I bought my Tempest 170 last October after renting one in Canada. I got a great deal on it ($896.00 brand new at my local dealer's year end sale in Bangor) I had paddled a Perception Vizcaya for the past three years but felt the need to move into something that could hold more gear and take bigger seas. Also my Vizcaya had a rudder which I hardly ever used. I wanted an Engish style kayak with a retractable skeg, not only for esthetic reasons(looks a hell of a lot better) but because I've always felt more comfortable steering with a paddle then with a rudder, probably due to my coming to sea kayaking from white water river paddling. I find it much more secure to turn with a paddle, and hence being ready to make an instant brace, then using a rudder. I've had my Tempest out in October, November and in March, a couple of weeks ago. I was in 15-20 mph winds with 2'--3' waves on upper Penobscot Bay--the boat handled beautifully--to those critics who complain that the skeg isn't sufficient in a cross wind(at 35 mph)and that they had to do a lot of bracing, well acutually a rudder wouldn't have been sufficient either. I couldn't imagine going out in a 35 mph wind and not having to do a lot of bracing, unless you are on the Queen Mary. Where I really notice the difference between the skeg and a rudder is going down wind in a chop. On a rudder equipped boat, any chop 2' or more will lift the stearn and rudder out of the water when going downwind, causing the boat to weather cock and requiring strenous correction with the paddle. In a skeg equiped boat, unless the seas are huge---10' plus---the skeg will remain in the water going down wind and the boat will not weathercock. Also the Tempest rolls easier than a 2 doller chippie. Literally all I had to do was think about rolling up and up I came. Finally the seat is extremely comfortalbe when compared to my old boat. I can sit in it for two hours without geting the numbness in pain I used to get in my prior boat after one hour. I'm looking forward to doing a lot of camping and paddling in heavy seas with the Tempest this summer and will get back to you regarding this. But for right now I don't think you could get a better boat for the money.
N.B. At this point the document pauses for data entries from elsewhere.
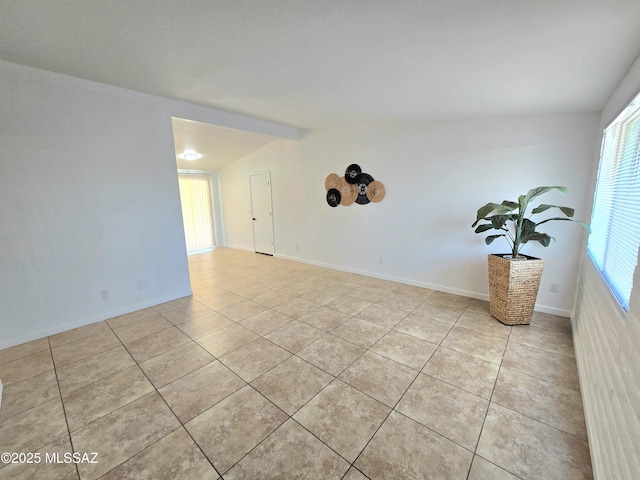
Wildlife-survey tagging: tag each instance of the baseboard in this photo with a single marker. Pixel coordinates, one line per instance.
(408, 281)
(6, 343)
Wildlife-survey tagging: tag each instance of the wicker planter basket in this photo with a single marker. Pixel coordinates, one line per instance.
(513, 288)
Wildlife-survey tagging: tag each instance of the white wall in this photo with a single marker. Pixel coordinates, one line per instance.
(88, 200)
(436, 176)
(606, 344)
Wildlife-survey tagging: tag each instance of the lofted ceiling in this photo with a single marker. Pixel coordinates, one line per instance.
(326, 63)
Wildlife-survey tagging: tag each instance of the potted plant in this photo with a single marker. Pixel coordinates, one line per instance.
(514, 278)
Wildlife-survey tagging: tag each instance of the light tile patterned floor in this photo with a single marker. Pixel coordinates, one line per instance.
(281, 370)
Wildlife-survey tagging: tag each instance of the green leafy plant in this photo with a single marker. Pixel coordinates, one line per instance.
(511, 219)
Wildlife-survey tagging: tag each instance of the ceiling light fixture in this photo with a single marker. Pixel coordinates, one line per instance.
(190, 155)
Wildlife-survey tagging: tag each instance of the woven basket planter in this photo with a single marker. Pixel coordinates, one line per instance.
(513, 288)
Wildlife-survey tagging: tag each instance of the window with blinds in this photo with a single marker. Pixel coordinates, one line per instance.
(615, 220)
(197, 215)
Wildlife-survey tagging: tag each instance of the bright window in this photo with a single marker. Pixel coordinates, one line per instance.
(615, 221)
(197, 215)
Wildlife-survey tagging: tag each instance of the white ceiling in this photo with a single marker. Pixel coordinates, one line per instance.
(218, 146)
(315, 64)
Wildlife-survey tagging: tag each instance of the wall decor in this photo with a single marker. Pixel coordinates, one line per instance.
(355, 186)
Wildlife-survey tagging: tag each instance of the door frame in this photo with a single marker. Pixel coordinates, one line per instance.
(253, 230)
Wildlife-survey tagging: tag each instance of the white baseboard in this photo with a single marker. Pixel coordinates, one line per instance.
(407, 281)
(6, 343)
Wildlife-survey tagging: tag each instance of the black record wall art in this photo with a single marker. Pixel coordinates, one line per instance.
(355, 186)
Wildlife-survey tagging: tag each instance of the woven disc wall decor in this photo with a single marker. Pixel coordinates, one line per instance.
(333, 197)
(332, 181)
(375, 191)
(348, 191)
(355, 187)
(352, 172)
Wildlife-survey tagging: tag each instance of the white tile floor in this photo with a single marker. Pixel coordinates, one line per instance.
(281, 370)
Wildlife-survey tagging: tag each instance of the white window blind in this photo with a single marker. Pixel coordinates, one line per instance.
(615, 221)
(195, 197)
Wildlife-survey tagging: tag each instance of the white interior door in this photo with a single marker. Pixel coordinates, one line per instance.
(262, 213)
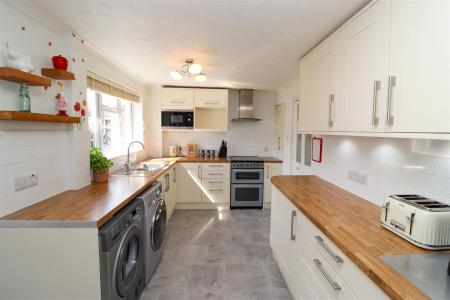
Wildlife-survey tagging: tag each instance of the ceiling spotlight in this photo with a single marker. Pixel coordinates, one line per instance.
(175, 75)
(195, 69)
(189, 69)
(201, 77)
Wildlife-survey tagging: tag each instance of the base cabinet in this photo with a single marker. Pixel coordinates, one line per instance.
(310, 271)
(270, 170)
I've owned my vizcaya for three years now and have paddled most places along the Penobscot Bay -Frenchmen's Bay regions, as well as some of the larger lakes, in the state of Maine, including Moosehead, the largest. The boat tracks extremely well going into the wind and even goes well with the wind abeam(from the side). Down wind it does have a tendency to weather cock if the rudder isn't used, but then so do most boats. The answer is either to use proper paddling technique(ie be ready to correct the move before it happens) or put your rudder down. As far as self rescue goes, I can roll the boat fairly easily and because of the large cockpit and fairly wide beam(24 inches) can usually do a paddle float rescue without much trouble(in the event I blow the roll.) I'm a little suprised that BigJockBob, at 6'4" and 210 lbs finds the boat too heavy at 65 lbs to paddle when it is loaded or to lift on top of his car(hint unless he goes to kevelar or fiberglass it is unlikly that he would find any boat of equal length that is any less heavy) I'm 5'11" and 173 lbs and have no trouble either loading it or paddling it either empty or loaded. I do find the front compartment somewhat small because of the design of the bow. Also the boat can be somewhat wet when going through waves 3' or higher, for the same reason. I've paddled this boat as far out as Isle au Haut as well as doing a circumnavigation of Islesboro and had no significant problems--it handles chop up to 4' with relative ease. On one memerable trip in East Penobscot Bay in the Pond Island--Eggemogin Reach area I paddled for at least 2 miles in beam seas of 3-4'and 20+knot winds without putting the rudder down and did fine. I also spent a 4 day camping trip on Moosehead Lake(40 miles long--8 miles wide) without having to resupply. In all I'm quite satisfied with the vizcaya--she has taken me where I want to go at a good price $750 fully expedition equipped for a one year old boat. I'm sure that a more expensive boat $2500 or so would be better, but for the money, I got good value.